Oh, wouldn't it be nice to be in CA???!!!


----------



## sharlin (Feb 26, 2007)

Kimm said:


> Oh, wouldn't it be nice to be in CA???!!!


92 degrees Saturday and 91 yesterday---had to water the darn yard!!!!


----------



## Lexie's Mom (Dec 14, 2005)

gosh i wish we had that weather. It was like 40 here today. :yuck:


----------



## Samaliners (Mar 24, 2008)

It was beautiful out here on the Coast!! But the weather is changing...


----------



## Jackson'sMom (Oct 13, 2007)

Samaliners said:


> It was beautiful out here on the Coast!! But the weather is changing...
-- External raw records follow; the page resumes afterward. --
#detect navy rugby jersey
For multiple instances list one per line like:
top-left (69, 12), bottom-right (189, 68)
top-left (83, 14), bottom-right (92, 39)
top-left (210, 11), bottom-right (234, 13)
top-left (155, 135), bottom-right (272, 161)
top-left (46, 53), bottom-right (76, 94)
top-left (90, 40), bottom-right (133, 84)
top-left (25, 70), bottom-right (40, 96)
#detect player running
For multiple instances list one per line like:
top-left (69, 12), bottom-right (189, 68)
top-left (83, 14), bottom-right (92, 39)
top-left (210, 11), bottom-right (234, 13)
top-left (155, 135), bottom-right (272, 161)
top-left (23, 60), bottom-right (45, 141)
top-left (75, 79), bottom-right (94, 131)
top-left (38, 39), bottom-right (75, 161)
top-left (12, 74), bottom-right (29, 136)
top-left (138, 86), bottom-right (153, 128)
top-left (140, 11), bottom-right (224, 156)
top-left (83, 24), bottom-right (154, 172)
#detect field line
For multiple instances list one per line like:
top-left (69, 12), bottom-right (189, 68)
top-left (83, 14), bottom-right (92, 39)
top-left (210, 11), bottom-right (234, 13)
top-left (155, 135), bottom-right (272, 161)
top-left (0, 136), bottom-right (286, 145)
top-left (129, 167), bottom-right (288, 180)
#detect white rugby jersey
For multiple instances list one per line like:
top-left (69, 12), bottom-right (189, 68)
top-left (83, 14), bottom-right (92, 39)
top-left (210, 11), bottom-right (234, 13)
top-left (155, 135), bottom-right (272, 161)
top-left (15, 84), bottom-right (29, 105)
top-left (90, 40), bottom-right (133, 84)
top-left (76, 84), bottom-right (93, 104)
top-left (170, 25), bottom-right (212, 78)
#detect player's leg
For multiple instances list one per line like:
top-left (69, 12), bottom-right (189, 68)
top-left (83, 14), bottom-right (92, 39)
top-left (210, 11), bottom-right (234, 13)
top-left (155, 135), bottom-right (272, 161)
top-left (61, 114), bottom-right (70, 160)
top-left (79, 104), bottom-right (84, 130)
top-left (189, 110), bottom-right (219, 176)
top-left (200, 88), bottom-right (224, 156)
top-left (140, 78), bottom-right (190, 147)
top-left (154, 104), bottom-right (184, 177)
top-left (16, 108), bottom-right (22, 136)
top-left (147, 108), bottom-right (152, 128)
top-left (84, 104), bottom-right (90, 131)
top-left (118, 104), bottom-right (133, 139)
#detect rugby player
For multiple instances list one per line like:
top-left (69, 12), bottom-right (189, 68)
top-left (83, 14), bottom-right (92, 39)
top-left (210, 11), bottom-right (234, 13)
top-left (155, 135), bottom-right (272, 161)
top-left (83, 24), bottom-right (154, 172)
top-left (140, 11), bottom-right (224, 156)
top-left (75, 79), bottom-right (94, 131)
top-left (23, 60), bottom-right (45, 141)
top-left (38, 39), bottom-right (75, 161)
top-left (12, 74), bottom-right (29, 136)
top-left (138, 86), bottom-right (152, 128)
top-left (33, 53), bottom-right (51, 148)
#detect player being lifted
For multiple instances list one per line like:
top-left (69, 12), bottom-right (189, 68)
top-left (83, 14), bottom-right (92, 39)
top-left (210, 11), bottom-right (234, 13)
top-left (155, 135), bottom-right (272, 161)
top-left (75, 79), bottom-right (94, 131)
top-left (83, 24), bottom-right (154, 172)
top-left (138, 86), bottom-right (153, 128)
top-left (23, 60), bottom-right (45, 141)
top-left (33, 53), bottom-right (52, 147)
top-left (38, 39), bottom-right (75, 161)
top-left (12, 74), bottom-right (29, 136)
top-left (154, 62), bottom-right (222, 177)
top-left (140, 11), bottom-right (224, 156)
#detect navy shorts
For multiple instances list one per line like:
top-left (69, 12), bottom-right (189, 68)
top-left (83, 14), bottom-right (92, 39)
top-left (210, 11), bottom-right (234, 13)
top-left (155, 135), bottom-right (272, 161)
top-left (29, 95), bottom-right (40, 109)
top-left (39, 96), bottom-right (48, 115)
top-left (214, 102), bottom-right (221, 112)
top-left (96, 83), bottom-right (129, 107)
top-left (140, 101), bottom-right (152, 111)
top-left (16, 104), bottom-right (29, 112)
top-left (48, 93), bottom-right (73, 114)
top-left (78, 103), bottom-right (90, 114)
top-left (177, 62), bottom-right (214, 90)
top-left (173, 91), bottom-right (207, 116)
No kidding! It was 87 yesterday, and right now it's 61 with 22 mph winds!

So this hotel allows dogs? That's the only way I can see us doing Ryley's Run, as otherwise I'd have to leave here about 5:30 a.m., and I'm just not inclined to do that.


----------



## GoldenJoyx'stwo (Feb 25, 2007)

It was 30 degrees when I got up this morning...

I think that's the hotel that allows dogs. I seem to remember that chain being mentioned before.


----------



## Jackson'sMom (Oct 13, 2007)

Yep, I just checked the Web site, and it says pets are welcome.


----------



## sharlin (Feb 26, 2007)

Yep, they do - went by personally and talked to them. It's just a normal La Quinta Inn, nothing fancy, but, nice and clean, close to the event, and there are tons of places around to eat.


----------